Pulang Kampung ke Masa Lalu

Di saat orang lain pulang ke kampung halamannya untuk bertemu sanak saudara, saya pulang ke masa lalu, menemui gadis kecil bertelanjang dada, kegirangan, berteriak-teriak di bawah rintik hujan, di sisi pelangi, ketika sore menari di balik bukit, persis di pucuk beringin.

Suara gemuruh daun pisang di depan rumah tertiup angin. Helai-helai daun compang-camping. Tercarik-barik angin kencang. Suara getaran khasnya seperti nyanyian harmonika butut di perkebunan. Mendengarkannya bisa menyegarkan ingatan kering terabaikan, akan gadis kecil tertawa riang di cumbuan hujan rintik-rintik.

Dia satu-satunya gadis kecil ketika tanda-tanda hujan mulai datang, angin mengepakan sayapnya di daun-daun pisang, yang berteriak-teriak menyambut hujan dengan riang. Bertelanjang dada. Rambut basah, sulur-sulur air mengalir di pipinya, seperti air mata, yang ini paling bahagia. Dia seperti kodok. Air hujan baginya adalah kebahagiaan tak tergantikan oleh musim apa pun.

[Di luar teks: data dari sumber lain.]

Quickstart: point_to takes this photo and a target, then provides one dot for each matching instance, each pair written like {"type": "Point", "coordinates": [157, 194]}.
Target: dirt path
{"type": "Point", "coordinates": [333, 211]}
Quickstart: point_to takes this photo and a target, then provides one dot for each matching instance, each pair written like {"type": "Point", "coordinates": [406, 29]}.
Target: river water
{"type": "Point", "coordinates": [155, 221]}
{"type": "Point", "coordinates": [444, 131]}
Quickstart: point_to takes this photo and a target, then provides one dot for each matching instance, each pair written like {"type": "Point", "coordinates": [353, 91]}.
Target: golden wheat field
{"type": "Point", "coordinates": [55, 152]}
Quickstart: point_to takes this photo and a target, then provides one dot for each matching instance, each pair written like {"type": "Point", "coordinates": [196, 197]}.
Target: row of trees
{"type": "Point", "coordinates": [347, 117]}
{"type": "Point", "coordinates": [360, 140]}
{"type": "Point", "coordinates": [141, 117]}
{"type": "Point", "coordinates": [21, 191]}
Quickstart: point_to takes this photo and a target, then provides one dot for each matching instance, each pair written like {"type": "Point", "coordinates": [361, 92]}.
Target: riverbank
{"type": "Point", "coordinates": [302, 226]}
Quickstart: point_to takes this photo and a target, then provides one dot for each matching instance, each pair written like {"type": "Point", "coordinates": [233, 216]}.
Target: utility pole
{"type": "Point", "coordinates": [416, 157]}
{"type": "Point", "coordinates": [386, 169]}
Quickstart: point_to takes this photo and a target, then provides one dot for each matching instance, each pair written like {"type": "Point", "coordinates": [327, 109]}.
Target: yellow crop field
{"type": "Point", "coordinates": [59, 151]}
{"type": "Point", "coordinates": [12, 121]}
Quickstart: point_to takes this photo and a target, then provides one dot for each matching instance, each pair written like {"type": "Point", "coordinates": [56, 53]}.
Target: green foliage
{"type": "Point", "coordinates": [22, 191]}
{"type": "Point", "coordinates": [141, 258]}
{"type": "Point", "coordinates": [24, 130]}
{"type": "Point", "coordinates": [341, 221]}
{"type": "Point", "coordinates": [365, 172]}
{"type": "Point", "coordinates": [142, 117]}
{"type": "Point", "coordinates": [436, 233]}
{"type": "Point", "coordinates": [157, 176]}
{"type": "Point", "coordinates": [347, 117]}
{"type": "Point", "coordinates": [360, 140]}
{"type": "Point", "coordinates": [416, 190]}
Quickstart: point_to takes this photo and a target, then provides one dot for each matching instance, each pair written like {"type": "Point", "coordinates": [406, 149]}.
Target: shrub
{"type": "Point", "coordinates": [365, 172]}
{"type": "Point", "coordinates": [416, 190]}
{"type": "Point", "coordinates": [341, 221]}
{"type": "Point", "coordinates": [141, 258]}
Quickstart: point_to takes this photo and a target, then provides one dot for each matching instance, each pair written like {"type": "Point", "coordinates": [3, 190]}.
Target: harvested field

Di masa-masa itulah, si gadis kecil, ketika usianya masih di jauh bawah ambang kedewasaan, berlarian di bawah hujan, melempar hujan dan menginjakkan kaki ke kubangan. Darinya aku telah melihat, bahwa hujan bukan lagi membawa kabar duka, melainkan bahagia. Aku bisa melihat hujan tertawa di wajahnya, dan petir, kilat serta awan-awan bukan hal yang menakutkan lagi. Baginya, suara itu adalah pengiring untuk membawa ke permainan paling menyenangkan.

Setiap kali petir menyambar, gadis itu berteriak kencang, wajahnya menengadah ke langit temaram, mulutnya terbuka lebar. Ia akan berhenti ketika mulutnya penuh air hujan. Kemudian ia semburkan ke udara.

Itu saat dimana hujan begitu membuat hidup lebih nikmat. Tidak akan pernah lagi terulang kejadian seperti itu, telanjang di bawah hujan, teriak-teriak dan meledek petir yang menjilat ujung daun aren.

Gadis kecil itu mengalami masa kejayaan. Hujan, suara gemuruh daun pisang itu sudah menjadi milik kami berdua. Karena tidak ada satu pun anak lainnya berani bermain hujan. Mereka terlalu takut, pengecut, karena hujan, bagi mereka, membawa kedukaan.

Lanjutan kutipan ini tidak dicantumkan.